|Chocolate and Beetroot Mini Cakes|
I'm not suggesting for one minute these are healthy mini bites but mentally they definitely lift the spirits on a dull, grey, rainy, January day.
The Craisins are used in the batter mix and I decorated the loaves with them too. Craisins are dried cranberries and a registered trademark belonging to Ocean Spray.
|Makes 12 mini loaves|
Spray the tins with cake release and it shouldn't be necessary to line the bases
|Good guess - it made 12 mini loaves|
You will need:
75g dark chocolate
75g chopped Craisins
150g grated Beetroot
175g self-raising flour
40g cocoa powder
175g soft brown sugar
250ml vegetable oil
3 large eggs
1. Preheat the oven to 170ºC.
2. Place the chocolate into a bowl over a pan of gently simmering water until it has melted, stir and cool.

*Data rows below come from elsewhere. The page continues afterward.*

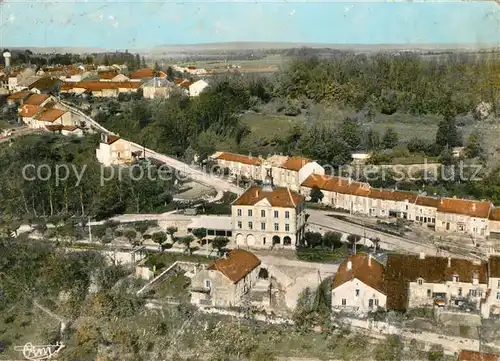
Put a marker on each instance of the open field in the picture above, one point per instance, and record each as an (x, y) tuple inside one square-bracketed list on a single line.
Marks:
[(270, 63), (266, 131)]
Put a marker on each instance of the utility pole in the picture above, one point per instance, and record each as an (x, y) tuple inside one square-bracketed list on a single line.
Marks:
[(90, 231)]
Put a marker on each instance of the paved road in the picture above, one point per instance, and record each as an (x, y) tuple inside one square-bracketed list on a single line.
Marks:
[(320, 221)]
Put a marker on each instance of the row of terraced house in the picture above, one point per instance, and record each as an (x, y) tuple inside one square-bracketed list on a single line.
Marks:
[(474, 218)]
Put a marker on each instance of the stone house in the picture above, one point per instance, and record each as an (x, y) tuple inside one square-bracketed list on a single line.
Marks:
[(467, 355), (359, 285), (114, 150), (239, 165), (268, 217), (226, 281), (294, 171), (463, 216), (197, 87), (426, 281)]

3. Sift the flour and cocoa powder into a bowl, add the sugar, oil, eggs and melted chocolate. Whisk together and stir in the grated beetroot and Craisins.
4. Pour the batter into the mini loaf compartments until they are three quarters full. Bake for 25 minutes and allow them to cool in the pans.
5. Remove the loaves from the pan and decorate with icing and extra Craisins.